Made in Pamplona
1. As notícias quase que estranham o facto de ainda não ter havido neste ano, até ao momento, nenhum morto. A largada de touros pelas ruas de Pamplona, por ocasião das festas de São Firmino (um dos santos patronos da região de Navarra, que nada tem a ver com isto…!), pertence àquelas tradições que nos deixam sem palavras. A “barbárie” recheia o turismo mas faz mal à mente; são milhares e milhares os turistas provenientes de muitos países para ver e, corajosamente, correr à frente dos touros que atravessam os cantos e recantos da cidade antiga de Pamplona. Diz-se que os turistas vêm à procura de grande “adrenalina”; mas não a querem por completo pois não correm de frente para os touros! Os resultados são feridos e mortos; todos na lógica o sabem e atiram-se com predisposição ao que vier… No primeiro dia só conseguiram oito feridos!
2. Mobilizam-se os serviços de urgência, bombeiros a socorrer os voluntariamente atropelados; os cuidados de saúde ajudam os que quiseram, consciente e livremente, ser “comidos” pelos touros. Nas bermas bate-se palmas aos valentes corajosos, grita-se, descarrega-se numa catarse a ver quem fica no chão. Os touros vão correndo no seu instinto a limpar o caminho até à arena final, a praça de touros. Tudo estranho e organizado; tudo, diga-se, sinal explícito de subdesenvolvimento civilizacional que vende grandes lugares turísticos, e ainda por cima continua a usar-se um “nome de santo” para carimbar a fasquia da intocável tradição. Faz lembrar o que acontece com São João Baptista, foi condenado por causa de uma festa e um baile, depois de defender causas de libertação, verdade e justiça; e agora fazem-se festas e bailes em nome do Santo...
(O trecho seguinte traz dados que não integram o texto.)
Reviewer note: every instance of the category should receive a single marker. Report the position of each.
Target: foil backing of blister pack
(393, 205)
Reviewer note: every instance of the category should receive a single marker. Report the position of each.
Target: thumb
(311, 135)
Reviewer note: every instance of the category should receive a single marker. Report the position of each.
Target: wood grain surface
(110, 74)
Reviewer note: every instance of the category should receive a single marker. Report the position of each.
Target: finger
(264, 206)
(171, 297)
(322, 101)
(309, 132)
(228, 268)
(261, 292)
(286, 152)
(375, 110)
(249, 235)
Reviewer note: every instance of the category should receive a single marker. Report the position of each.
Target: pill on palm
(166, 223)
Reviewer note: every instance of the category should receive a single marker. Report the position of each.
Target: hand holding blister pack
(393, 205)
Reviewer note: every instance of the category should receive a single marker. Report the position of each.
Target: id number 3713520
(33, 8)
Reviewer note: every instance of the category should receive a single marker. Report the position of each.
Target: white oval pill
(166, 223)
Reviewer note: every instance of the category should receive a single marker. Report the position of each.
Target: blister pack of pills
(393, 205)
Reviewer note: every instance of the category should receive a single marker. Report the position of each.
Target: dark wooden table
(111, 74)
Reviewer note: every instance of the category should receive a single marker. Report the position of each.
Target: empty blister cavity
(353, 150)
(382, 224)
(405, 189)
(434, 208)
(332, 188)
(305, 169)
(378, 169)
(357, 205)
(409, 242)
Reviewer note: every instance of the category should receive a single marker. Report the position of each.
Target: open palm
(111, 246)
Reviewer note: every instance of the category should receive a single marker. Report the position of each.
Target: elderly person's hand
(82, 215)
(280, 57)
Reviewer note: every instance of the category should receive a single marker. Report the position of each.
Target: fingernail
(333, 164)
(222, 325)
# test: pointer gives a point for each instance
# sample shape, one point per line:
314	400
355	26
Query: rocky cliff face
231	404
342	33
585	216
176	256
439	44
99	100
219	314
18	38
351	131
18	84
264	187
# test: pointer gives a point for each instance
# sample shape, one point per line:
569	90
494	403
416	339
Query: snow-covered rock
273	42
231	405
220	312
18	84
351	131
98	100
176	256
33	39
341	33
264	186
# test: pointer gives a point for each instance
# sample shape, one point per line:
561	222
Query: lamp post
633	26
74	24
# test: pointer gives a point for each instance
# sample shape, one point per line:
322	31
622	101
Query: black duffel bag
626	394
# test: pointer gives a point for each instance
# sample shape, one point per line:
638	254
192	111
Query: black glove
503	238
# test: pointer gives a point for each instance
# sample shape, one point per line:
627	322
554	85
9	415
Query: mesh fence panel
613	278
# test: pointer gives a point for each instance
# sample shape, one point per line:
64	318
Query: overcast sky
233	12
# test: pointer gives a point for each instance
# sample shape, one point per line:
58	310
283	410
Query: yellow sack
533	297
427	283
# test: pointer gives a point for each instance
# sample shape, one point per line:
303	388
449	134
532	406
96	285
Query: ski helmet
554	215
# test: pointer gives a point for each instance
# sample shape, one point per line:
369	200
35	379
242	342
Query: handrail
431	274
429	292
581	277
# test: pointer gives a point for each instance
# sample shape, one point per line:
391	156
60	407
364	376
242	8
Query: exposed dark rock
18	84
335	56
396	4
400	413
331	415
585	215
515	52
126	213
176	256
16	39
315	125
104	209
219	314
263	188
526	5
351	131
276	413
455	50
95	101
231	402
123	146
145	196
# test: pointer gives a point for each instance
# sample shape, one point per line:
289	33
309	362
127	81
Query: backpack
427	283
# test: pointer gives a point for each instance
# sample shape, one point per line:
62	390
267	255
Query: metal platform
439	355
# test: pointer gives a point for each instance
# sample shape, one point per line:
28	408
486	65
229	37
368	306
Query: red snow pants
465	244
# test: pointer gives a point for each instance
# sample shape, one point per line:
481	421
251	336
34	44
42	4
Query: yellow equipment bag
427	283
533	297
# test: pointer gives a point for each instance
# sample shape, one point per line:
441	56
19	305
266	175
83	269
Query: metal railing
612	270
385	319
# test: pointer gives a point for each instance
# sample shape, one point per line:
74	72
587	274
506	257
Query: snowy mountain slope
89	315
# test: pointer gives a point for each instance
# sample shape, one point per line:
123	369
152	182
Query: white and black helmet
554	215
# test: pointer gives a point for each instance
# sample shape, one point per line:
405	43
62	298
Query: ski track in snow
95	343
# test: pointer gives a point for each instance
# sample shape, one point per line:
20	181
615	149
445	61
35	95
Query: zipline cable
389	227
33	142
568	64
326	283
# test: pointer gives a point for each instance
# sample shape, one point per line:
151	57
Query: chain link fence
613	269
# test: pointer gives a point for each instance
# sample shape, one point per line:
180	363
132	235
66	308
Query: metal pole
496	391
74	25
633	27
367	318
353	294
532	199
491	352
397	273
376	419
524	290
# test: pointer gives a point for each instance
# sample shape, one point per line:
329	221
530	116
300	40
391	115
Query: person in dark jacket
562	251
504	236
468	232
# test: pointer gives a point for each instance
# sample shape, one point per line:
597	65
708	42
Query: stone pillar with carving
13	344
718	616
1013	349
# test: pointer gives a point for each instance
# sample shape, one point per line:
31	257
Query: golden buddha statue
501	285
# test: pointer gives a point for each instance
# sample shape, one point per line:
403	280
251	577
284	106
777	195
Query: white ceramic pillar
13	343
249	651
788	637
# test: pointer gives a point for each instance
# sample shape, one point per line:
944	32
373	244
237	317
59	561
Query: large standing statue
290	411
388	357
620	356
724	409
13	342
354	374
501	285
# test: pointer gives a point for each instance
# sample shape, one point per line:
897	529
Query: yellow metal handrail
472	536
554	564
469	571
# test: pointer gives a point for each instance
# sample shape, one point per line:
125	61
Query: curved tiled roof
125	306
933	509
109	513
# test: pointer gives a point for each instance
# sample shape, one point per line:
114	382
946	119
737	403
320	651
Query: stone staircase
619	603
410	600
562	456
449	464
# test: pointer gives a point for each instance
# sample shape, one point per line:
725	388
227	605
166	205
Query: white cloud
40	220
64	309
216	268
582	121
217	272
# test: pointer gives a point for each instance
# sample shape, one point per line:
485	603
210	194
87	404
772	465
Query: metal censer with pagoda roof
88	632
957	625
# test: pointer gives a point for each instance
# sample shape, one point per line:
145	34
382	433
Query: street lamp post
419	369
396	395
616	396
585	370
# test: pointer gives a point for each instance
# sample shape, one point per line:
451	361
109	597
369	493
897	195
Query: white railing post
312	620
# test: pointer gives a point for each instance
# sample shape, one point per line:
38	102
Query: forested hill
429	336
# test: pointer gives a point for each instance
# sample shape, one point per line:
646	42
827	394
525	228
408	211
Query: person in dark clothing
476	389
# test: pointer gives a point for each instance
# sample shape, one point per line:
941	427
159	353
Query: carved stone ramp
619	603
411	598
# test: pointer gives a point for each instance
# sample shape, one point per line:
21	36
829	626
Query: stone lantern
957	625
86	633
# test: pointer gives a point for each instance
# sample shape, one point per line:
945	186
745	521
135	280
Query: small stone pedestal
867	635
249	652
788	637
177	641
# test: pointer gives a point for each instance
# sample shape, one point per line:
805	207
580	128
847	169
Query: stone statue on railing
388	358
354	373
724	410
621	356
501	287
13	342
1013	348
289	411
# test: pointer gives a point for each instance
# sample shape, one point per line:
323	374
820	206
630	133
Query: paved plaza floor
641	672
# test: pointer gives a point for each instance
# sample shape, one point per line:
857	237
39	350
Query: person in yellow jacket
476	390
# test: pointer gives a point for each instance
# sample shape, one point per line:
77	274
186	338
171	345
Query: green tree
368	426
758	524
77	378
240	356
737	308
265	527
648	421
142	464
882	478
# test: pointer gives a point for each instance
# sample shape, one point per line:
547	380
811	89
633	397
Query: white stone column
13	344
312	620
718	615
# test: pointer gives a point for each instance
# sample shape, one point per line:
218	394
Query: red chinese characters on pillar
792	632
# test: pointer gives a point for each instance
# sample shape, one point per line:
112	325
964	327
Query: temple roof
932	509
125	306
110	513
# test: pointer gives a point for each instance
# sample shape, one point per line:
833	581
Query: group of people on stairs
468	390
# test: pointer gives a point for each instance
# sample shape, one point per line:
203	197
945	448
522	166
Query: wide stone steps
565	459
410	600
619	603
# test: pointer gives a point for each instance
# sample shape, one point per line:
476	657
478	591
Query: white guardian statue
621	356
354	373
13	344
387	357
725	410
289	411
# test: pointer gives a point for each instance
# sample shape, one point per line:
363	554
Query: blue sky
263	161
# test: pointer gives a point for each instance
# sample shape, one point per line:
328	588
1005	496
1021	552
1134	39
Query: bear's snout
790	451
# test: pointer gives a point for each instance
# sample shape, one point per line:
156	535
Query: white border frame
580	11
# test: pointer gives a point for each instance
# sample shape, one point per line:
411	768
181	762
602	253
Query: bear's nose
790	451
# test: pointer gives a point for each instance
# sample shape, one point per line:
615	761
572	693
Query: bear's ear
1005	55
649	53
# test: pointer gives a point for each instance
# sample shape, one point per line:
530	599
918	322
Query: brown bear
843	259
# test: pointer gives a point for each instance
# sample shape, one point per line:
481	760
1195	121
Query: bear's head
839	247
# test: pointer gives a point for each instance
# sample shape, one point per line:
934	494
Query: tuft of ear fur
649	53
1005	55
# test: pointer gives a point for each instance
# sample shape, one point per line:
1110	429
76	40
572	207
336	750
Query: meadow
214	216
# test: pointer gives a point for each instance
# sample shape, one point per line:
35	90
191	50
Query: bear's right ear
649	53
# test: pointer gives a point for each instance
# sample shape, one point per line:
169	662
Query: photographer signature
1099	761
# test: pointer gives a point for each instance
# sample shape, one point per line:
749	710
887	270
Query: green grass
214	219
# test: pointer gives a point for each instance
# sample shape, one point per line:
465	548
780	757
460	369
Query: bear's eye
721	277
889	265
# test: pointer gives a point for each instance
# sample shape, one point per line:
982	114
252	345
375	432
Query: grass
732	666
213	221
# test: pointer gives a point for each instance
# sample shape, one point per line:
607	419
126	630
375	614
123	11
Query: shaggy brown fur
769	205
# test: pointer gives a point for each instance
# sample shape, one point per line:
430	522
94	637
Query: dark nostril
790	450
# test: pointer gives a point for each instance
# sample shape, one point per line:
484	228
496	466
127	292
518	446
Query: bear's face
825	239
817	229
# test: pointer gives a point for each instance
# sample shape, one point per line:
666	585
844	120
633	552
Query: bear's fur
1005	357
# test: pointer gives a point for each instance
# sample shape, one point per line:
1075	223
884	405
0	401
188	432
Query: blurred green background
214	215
3. A proclamada ordem do progresso e do desenvolvimento no não foi capaz de diferenciar e “libertar” a história de certas amarras que em nada contribuem para um diário bem comum. Há romarias e tradições lindas e dignificantes (a fortalecer e a continuar); mas há determinados hábitos tradicionais que em nada favorecem uma sociedade pacífica e harmoniosa (estes a redireccionar ou mesmo, corajosamente, a terminar). Até parece que o próprio “princípio da racionalidade” como diferenciador do que é bom e do que é mau, acaba por ficar diluído e longe das grandes manifestações colectivas que representam a ponte com a história das gentes. E mais ainda: quase que se procura o que é esquisito, diferente, contra-natura, enaltecendo-se esses heróis que enfrentam as fronteiras da vida e dos touros.
4. As ruas de Pamplona, que já não precisavam de tanta publicidade; estão em todas as estradas do mundo quando os valores da paz e do sentido de Humanidade é ameaçado.
Pena que assim continua a ser! Claro que se alguém lá disser isto está liquidado… Mas também “temos” parcelas desta inquietação. A razão humana ainda tem “faces animalescas”, ainda não cresceu até ao nível de cada momento de vida pensar e activar o desígnio da paz! A única via para o futuro comum.